In the image reading device, an allowable illuminance setting unit that sets a plurality of allowable illuminance ranges in the allowable illuminance storage unit, an illuminance inspection start unit that starts light source control in an inspection mode,
A light source control device comprising: an illuminance allowable range selecting unit that selects an illuminance allowable range previously associated with the inspection mode during the inspection mode from a plurality of illuminance allowable ranges stored in the allowable illuminance storage unit. Image reader. 4. The light source control device or the image reading device according to claim 3, further comprising light source control start means for automatically executing light source control when the power is turned on, and when the start of execution is instructed by said light source control start means, The detected illuminance or the output voltage data A is compared with a predetermined illuminance allowable range stored in advance in the allowable illuminance storage means, and the voltage applied to the light source is controlled by the light source voltage control means according to the comparison result.

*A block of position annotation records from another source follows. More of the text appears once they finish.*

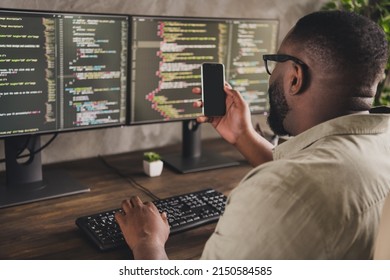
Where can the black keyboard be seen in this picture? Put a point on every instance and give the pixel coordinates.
(184, 212)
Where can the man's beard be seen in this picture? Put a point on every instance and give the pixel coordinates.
(278, 108)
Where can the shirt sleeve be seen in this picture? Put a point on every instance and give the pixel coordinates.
(266, 219)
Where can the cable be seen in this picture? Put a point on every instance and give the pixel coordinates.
(133, 182)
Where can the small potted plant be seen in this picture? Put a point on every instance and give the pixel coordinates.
(153, 164)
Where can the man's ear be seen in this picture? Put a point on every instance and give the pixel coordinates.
(296, 79)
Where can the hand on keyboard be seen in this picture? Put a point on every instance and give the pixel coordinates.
(184, 212)
(142, 223)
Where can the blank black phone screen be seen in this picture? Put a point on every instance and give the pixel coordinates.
(213, 94)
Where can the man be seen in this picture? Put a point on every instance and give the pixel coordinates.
(318, 195)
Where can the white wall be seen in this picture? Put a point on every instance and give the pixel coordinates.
(75, 145)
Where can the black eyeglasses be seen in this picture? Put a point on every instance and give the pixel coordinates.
(271, 59)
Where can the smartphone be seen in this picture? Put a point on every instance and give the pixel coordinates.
(213, 94)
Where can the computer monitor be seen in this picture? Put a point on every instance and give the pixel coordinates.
(166, 56)
(58, 72)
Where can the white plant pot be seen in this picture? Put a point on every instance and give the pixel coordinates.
(154, 168)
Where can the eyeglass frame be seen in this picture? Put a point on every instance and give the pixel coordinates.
(280, 58)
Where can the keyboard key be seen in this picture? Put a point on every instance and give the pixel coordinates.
(184, 212)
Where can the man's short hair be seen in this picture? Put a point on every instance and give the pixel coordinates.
(345, 43)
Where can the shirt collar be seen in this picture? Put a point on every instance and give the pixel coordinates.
(350, 124)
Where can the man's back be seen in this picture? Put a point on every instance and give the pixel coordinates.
(320, 199)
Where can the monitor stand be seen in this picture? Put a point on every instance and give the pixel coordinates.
(192, 158)
(25, 181)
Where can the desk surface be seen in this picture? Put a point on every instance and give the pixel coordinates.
(47, 230)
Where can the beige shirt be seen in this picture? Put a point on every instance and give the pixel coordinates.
(320, 198)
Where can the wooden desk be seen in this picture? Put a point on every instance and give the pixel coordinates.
(47, 230)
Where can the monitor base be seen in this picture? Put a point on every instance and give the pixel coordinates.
(206, 161)
(56, 183)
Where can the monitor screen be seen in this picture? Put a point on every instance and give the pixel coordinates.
(58, 72)
(61, 71)
(167, 53)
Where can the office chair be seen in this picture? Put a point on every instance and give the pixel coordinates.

A light source control device or image reading device characterized by the above-mentioned. 5. The light source control device or the image reading device according to claim 1, wherein said light source voltage storage means for storing a light source voltage allowable range, and said light source voltage controlled by said light source voltage control means. A light source voltage comparing means for comparing with the light source voltage allowable range stored in the light source voltage storing means; and an illuminance for notifying when the light source voltage is determined to be out of the light source voltage allowable range by the light source voltage comparing means. A light source control device or an image reading device, comprising: an abnormality notification unit.